In general, each representation in the series describes the design at a different level of abstraction. It is common for the initial representation to describe the design at a high level of abstraction, and for each subsequent representation to describe the design at a respective lower level of abstraction. For example, the initial representation may describe the design at the Register-Transfer Level (RTL), a subsequent representation may describe the design at the gate-level, and a subsequent representation from that may describe the design at the transistor-level. The process culminates with the generation of a database containing geometric detail of masks that will be used to fabricate the design.
A circuit design representation describes a design as a set of basic components that are connected together. Due to the size and complexity of VLSI circuit designs, it is a common practice for the designer to group components together in subsets called module definitions (or modules). A module defines an arrangement of components and other modules, and can be instantiated more than once in a representation. That is, the designer creates a module once to define an arrangement of elements, and uses instances of that module to represent specific portions of the design. Many Hardware Description Languages (HDLs) support this hierarchical manner of design description. Designs are written as a set of module definitions. Computerized tools that read such designs can construct the full hierarchical representation of the design from the module definitions. In the full hierarchical representation, each element of the design has a unique representation.
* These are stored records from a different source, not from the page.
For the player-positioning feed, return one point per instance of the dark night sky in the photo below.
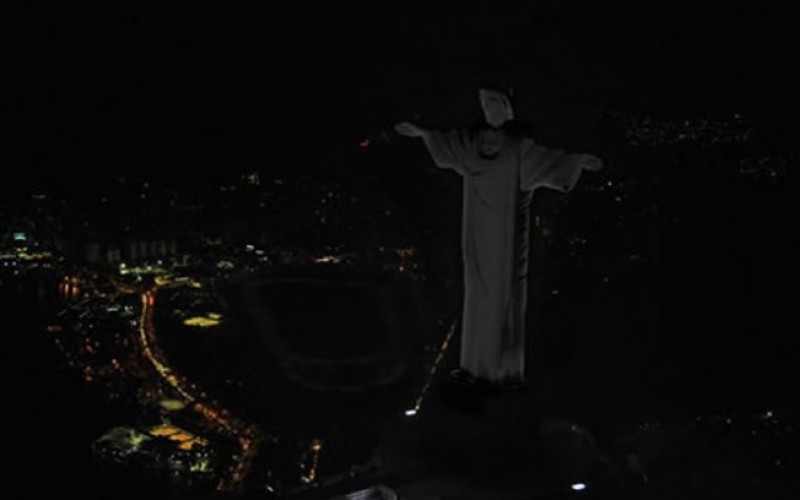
(135, 86)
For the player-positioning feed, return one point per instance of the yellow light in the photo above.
(201, 322)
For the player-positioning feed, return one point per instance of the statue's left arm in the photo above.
(553, 168)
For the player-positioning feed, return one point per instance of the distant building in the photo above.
(132, 251)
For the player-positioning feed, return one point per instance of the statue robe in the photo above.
(497, 196)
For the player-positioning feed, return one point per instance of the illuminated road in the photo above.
(247, 435)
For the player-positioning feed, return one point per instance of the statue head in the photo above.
(496, 106)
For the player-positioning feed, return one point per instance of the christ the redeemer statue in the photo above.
(500, 169)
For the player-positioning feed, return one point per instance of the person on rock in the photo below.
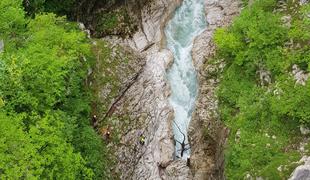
(142, 140)
(95, 121)
(183, 147)
(106, 132)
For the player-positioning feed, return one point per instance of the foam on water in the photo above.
(187, 22)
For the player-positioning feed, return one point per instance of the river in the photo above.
(187, 22)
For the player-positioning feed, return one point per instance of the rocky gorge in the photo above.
(146, 103)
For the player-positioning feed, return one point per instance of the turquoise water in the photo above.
(187, 22)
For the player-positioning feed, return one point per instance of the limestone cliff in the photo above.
(147, 110)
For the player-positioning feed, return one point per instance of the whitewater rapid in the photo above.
(187, 22)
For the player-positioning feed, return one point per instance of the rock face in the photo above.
(302, 172)
(146, 103)
(207, 134)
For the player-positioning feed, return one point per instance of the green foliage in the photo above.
(45, 107)
(267, 115)
(12, 22)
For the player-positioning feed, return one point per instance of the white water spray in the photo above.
(188, 22)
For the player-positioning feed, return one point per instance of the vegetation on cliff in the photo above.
(264, 92)
(45, 103)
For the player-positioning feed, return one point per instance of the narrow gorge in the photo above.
(187, 22)
(155, 89)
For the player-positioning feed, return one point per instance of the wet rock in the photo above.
(146, 102)
(178, 170)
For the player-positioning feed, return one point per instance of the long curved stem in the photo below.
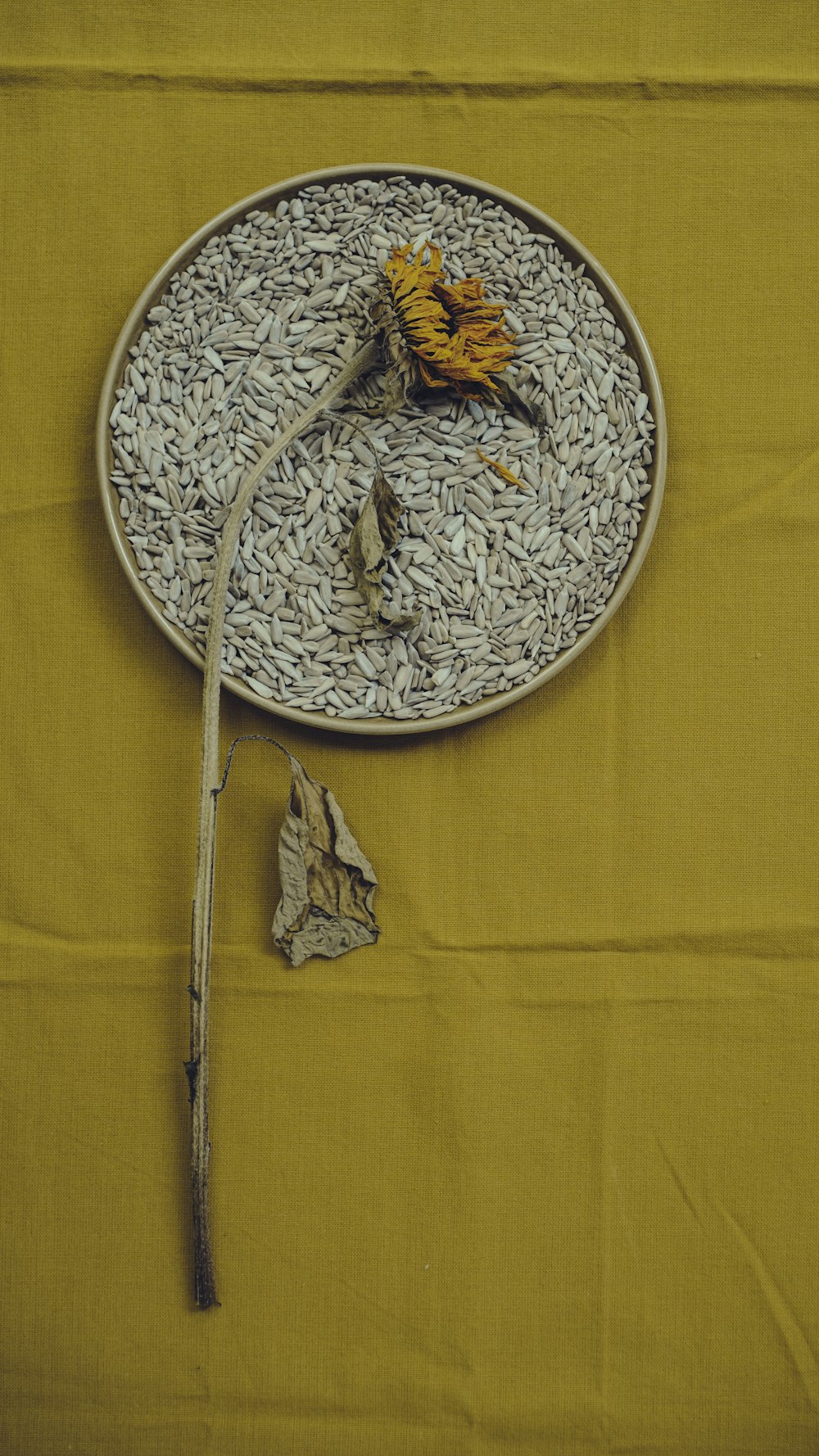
(198, 989)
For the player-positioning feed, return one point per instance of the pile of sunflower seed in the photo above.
(506, 577)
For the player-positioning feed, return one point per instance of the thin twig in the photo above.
(198, 989)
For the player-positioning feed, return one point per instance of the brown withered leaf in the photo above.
(518, 402)
(327, 883)
(372, 540)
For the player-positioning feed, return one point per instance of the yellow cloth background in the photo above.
(538, 1173)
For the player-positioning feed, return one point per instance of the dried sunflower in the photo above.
(437, 335)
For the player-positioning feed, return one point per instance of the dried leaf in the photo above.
(373, 537)
(518, 402)
(501, 471)
(327, 883)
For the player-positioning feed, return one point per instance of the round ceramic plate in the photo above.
(146, 583)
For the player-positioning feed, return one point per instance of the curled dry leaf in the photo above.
(373, 537)
(327, 883)
(519, 404)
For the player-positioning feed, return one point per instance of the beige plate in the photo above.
(535, 222)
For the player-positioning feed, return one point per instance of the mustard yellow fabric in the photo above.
(538, 1173)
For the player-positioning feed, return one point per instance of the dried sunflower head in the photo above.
(437, 335)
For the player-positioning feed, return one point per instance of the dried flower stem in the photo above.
(198, 989)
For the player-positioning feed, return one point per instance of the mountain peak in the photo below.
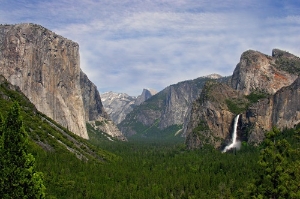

Once the circuit design is completed, the design is verified to ensure that the design adheres to certain rules and to verify that particular design aspects such as functional behaviors have been preserved from representation to representation. Verification is too often approached in an ad hoc fashion. Visually inspecting simulation results is no longer feasible and the directed test-case methodology is reaching its limits. In order to exercise the complex designs, various and comprehensive scenarios will be depicted in the form of test-cases. These test-cases usually range from hundreds to many thousands depending on the complexity of the design. These testcases which will be generated by the user are called directed testcases.
While generating these test-cases, access is usually needed to the internal ports or signals to verify the designs. Especially while doing the connectivity tests, the internal ports are used more often. In general, when the internal ports are used in the testcases, the complete hierarchy path is needed from the top module to the lower level module of these ports from the top design for test.
When the design is small, it may be relatively simple to provide the complete design path. But in today's world, as the design size increases and there are more blocks inside the design, the hierarchy path is long and very tedious to write in each and every testcases. The user has to remember the complete path. The process of writing the complete hierarchy path into each testcase is not automated, needs a lot of manual interaction, and is a very time consuming job. Also, if the block is realigned during floor planning or during the design stage, then the testcases needs to be remodified, which consumes even more time. As the time to market is very critical, the verification cycle time of the design is very critical and this leads to more time and manpower to finish this task.
Hence there is a need for the automation of the hierarchical path detection which will reduce the time and manual interaction and helps in finishing the verification task faster.